The reason is that expand does not allocate more memory but just make the tensor look as if you expanded it.
You should call .clone() on the resulting tensor if you plan on modifying it to avoid such behaviours.
Thank you so much for your explain and instructions, the problem is solved. I missed the doc file of expand before. By the way, as @Oli said, due to the memory saving mechanism, does the following code look good?
for i in range(self.nstack):
preds_instack = []
# return 5 scales of feature maps
hourglass_feature = self.hourglass[i](x)
if i == 0: # cache for smaller feature maps produced by hourglass block
features_cache = [torch.zeros_like(hourglass_feature[scale]) for scale in range(5)]
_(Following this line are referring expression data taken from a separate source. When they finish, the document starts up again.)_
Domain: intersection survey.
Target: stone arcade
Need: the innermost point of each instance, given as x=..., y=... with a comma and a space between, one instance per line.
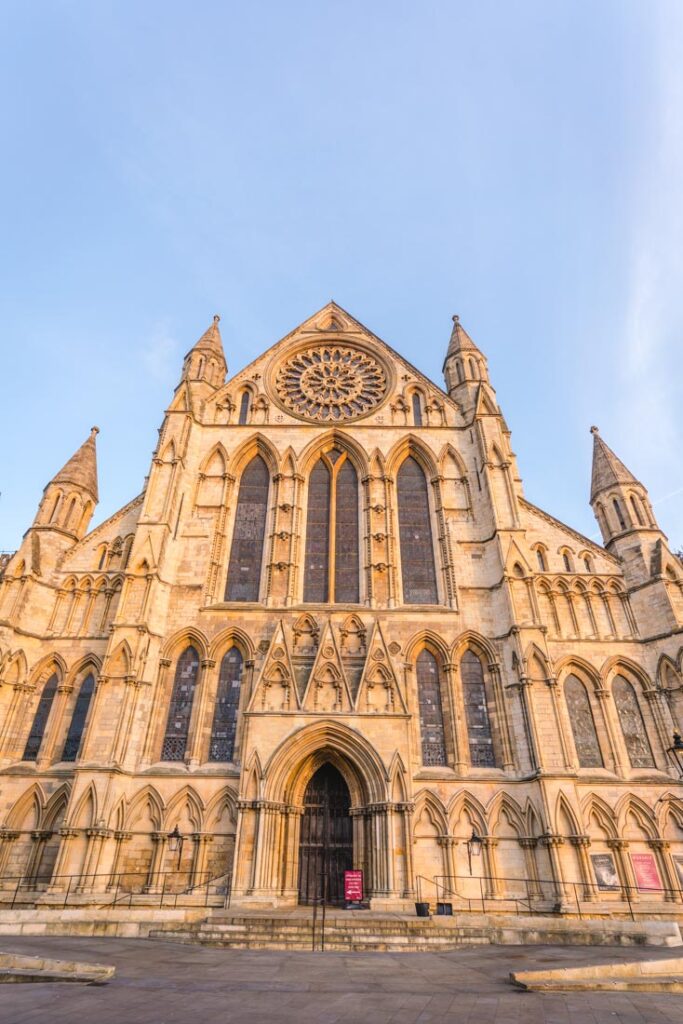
x=333, y=617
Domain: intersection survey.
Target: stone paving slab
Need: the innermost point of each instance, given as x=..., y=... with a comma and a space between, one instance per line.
x=158, y=983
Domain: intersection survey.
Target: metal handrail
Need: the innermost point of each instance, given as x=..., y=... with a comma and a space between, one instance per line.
x=559, y=890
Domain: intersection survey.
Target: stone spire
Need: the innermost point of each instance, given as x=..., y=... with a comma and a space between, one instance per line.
x=465, y=366
x=81, y=470
x=608, y=471
x=206, y=360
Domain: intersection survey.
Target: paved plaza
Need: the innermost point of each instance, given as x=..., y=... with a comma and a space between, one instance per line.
x=169, y=983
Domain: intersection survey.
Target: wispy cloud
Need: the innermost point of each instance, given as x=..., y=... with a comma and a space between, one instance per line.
x=649, y=371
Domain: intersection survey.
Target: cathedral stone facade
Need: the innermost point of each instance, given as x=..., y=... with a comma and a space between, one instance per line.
x=333, y=633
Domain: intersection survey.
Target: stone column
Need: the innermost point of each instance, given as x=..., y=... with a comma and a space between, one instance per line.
x=621, y=846
x=155, y=881
x=449, y=844
x=7, y=837
x=199, y=873
x=493, y=887
x=581, y=844
x=121, y=837
x=660, y=847
x=528, y=845
x=552, y=843
x=61, y=878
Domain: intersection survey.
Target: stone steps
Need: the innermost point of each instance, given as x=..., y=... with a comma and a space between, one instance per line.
x=395, y=933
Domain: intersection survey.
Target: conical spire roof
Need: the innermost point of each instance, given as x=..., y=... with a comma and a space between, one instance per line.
x=211, y=340
x=81, y=470
x=460, y=339
x=607, y=469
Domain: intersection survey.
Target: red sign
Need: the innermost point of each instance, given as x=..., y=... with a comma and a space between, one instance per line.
x=353, y=887
x=645, y=869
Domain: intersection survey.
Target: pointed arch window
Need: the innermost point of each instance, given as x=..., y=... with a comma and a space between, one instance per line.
x=332, y=558
x=245, y=402
x=244, y=571
x=417, y=548
x=583, y=724
x=635, y=505
x=224, y=727
x=476, y=712
x=633, y=726
x=79, y=719
x=431, y=711
x=180, y=708
x=619, y=513
x=40, y=719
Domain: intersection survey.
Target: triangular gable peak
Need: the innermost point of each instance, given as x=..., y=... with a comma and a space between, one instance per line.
x=332, y=326
x=328, y=688
x=379, y=691
x=275, y=689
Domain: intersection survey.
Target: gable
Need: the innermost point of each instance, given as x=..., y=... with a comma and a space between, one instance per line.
x=332, y=370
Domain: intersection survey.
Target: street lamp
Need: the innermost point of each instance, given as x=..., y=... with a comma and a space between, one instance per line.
x=677, y=752
x=175, y=841
x=474, y=844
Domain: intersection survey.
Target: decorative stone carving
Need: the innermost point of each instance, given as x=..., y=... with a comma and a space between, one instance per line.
x=331, y=383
for s in range(5): # channel attention before heatmap regression
hourglass_feature[s] = self.channel_attention[i][s](hourglass_feature[s])
else: # residual connection across stacks
for k in range(5):
hourglass_feature_attention = self.channel_attention[i][k](hourglass_feature[k])
hourglass_feature[k] = hourglass_feature_attention + features_cache[k]
# feature maps before heatmap regression
features_instack = self.features[i](hourglass_feature)
I save the cache named hourglass_feature and use and reset it in the next iteration. Even though I just place the cache in the same location hourglass_feature[s] = self.channel_attention[i][s](hourglass_feature[s]), the graph connection is correct and is just what I desire after I draw the network using some visualization tool such as Netron.